================ Start Lecture #22 ================

4.7 Selection (officially skipped; unofficial comments follow)

Selection means the ability to find the kth smallest element. Sorting will do it, but there are faster (comparison-based) methods. One example problem is finding the median (N/2 th smallest).

It is not too hard (but not easy) to implement selection with linear expected time. The surprising and difficult result is that there is a version with linear worst-case time.

4.7.1 Prune-and-Search

The idea is to prune away parts of the set that cannot contain the desired element. This is easy to do as seen in the next algorithm. The less easy part is to show that it takes O(n) expected time. The hard part is to modify the algorithm so that it takes O(n) worst case time.

4.7.2 Randomized Quick-Select

Algorithm quickSelect(S,k)
   Input:  A sequence S of n elements and an integer k in [1,n]
   Output: The kth smallest element of S

   if n=1 the return the (only) element in S

   pick a random element x of X
   divide S into 3 sequences
      L, the elements of S that are less than x
      E, the elements of S that are equal to x
      G, the elements of S that are greater than x

   { Now we reduce the search to one of these three sets }

   if k≤|L|      then return quickSelect(L,k)
   if k>|L|+|E|  then return quickSelect(G,k-|L|+|E|
   return x  { We want an element in E; all are equal to x }

4.7.3 Analyzing Randomized Quick-Select (skipped)

4.8 Java Example: In-Place Quick-Sort (skipped)

Chapter 5 Fundamental Techniques

5.1 The Greedy Method

The greedy method is applied to maximization/minimization problems. The idea is to at each decision point choose the configuration that maximizes/minimizes the objective function so far. Clearly this does not lead to the global max/min for all problems, but it does for a number of problems.

This chapter does not make a good case for the greedy method. The method is used to solve simple variants of standard problems, but the the standard variants are not solved with the greedy method. There are better examples, for example the minimal spanning tree and shortest path graph problems. The two algorithms chosen for this section, fractional knapsack and task scheduling, were (presumably) chosen because they are simple and natural to solve with the greedy method.

5.1.1 The Fractional Knapsack Method

In the knapsack problem we have a knapsack of a fixed capacity (say W pounds) and different items i each with a given weight w_i and a given benefit b_i. We want to put items into the knapsack so as to maximize the benefit subject to the constraint that the sum of the weights must be less than W.

The knapsack problem is actually rather difficult in the normal case where one must either put an item in the knapsack or not.

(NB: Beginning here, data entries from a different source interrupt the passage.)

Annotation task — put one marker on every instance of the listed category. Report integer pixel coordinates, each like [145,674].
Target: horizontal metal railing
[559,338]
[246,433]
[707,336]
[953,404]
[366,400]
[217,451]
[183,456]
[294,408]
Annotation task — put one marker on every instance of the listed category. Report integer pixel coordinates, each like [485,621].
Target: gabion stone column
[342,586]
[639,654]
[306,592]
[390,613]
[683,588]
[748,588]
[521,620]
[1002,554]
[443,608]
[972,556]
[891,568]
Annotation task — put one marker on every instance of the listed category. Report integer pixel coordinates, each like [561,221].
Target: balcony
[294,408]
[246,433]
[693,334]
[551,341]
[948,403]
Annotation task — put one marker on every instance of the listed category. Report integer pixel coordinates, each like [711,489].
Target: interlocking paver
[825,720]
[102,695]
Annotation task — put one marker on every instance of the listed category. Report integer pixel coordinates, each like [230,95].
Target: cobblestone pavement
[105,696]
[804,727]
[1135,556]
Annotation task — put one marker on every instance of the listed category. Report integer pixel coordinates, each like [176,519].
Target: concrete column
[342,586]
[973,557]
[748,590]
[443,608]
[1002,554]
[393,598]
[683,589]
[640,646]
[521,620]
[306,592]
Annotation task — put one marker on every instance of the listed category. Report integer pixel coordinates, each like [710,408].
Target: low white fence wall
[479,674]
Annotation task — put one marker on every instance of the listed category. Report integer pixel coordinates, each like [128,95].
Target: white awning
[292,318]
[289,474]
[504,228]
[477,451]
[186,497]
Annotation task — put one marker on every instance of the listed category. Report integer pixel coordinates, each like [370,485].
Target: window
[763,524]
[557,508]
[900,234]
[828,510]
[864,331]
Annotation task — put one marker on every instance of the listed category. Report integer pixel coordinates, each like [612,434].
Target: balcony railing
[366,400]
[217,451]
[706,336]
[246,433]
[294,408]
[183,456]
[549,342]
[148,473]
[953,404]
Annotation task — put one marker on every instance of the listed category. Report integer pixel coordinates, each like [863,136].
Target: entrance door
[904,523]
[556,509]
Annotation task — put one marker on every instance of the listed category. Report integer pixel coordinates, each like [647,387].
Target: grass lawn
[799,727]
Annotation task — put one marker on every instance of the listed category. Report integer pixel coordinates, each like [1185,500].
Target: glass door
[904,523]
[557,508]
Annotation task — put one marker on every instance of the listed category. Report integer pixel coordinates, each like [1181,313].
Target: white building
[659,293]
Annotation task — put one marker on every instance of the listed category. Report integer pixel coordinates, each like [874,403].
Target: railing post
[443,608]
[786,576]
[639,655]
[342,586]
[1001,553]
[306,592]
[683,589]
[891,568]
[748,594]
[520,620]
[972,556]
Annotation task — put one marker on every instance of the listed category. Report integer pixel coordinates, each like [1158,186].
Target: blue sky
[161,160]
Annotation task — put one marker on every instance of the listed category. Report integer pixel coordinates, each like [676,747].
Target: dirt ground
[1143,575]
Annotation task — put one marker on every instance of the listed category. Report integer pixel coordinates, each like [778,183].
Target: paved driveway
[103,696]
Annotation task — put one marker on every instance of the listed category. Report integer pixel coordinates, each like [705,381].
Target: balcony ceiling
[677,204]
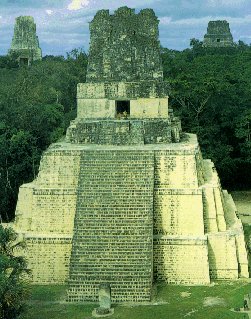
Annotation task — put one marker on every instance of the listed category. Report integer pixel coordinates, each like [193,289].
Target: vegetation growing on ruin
[13,288]
[211,302]
[210,89]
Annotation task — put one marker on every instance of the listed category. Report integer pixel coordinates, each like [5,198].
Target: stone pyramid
[218,34]
[25,43]
[127,198]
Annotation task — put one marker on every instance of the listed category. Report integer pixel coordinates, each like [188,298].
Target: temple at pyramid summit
[126,199]
[25,43]
[218,34]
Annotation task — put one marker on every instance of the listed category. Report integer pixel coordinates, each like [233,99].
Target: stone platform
[127,214]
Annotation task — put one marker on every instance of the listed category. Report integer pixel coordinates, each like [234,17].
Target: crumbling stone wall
[218,34]
[118,202]
[25,43]
[124,46]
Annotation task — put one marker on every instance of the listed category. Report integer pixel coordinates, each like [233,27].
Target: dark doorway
[122,108]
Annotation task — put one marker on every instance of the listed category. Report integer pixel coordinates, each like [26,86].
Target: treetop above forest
[210,89]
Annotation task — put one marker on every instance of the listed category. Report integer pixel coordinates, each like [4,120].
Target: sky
[63,25]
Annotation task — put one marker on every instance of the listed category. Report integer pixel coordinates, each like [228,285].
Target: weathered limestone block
[45,216]
[119,202]
[124,46]
[120,132]
[223,262]
[218,34]
[112,239]
[48,257]
[25,42]
[176,169]
[176,210]
[181,260]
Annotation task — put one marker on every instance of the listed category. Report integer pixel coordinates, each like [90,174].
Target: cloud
[49,12]
[226,3]
[78,4]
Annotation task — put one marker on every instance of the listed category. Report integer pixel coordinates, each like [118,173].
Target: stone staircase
[113,230]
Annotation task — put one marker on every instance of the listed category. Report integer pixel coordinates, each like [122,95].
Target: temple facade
[127,199]
[25,43]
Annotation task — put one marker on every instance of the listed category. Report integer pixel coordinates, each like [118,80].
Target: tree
[13,287]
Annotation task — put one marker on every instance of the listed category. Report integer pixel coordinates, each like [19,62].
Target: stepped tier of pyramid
[127,199]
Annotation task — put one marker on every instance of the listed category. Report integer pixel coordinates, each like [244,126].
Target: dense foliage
[36,105]
[210,89]
[13,288]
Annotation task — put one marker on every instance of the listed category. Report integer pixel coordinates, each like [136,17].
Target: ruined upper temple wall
[124,46]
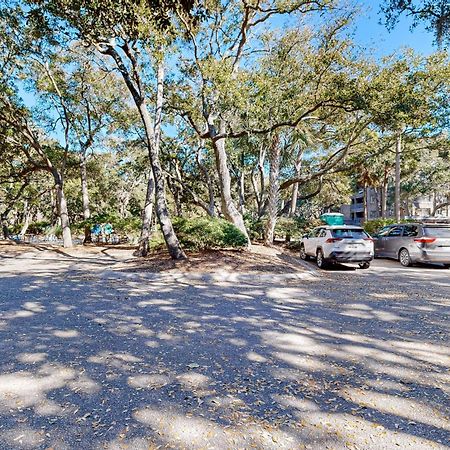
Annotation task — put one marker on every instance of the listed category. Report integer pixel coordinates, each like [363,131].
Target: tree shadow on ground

However, in this section, in order to illustrate greedy algorithms, we consider a much simpler variation in which we can take a portion, say x_i≤w_i, of an item and get a proportional part of the benefit. This is called the ``fractional knapsack problem'' since we can take a fraction of an item. (The more common knapsack problem is called the ``0-1 knapsack problem'' since we must either take all (1) or none (0) of an item).

More formally, for each item i we choose an amount x_i (0≤x_i≤w_i) that we will place in the knapsack. We are subject to the constraint that the sum of the x_i is no more than W since that is all the knapsack can hold.

We desire to maximize the total benefit. Since, for item i, we only put x_i in the knapsack, we don't get the full benefit. Specifically we get benefit (x_i/w_i)b_i.

But now this is easy!

Item i has benefit b_i and weighs w_i.
So its value (per pound) is v_i=b_i/w_i.
We make the greedy choice and pick the most valuable item and take all of it or as much as the knapsack can hold.
Then we move to the second most valuable and do the same.
This clearly is optimal since it never makes sense to leave over some valuable item to take some less valuable item.

Why doesn't this work for the normal knapsack problem when we must take all of an item or none of it?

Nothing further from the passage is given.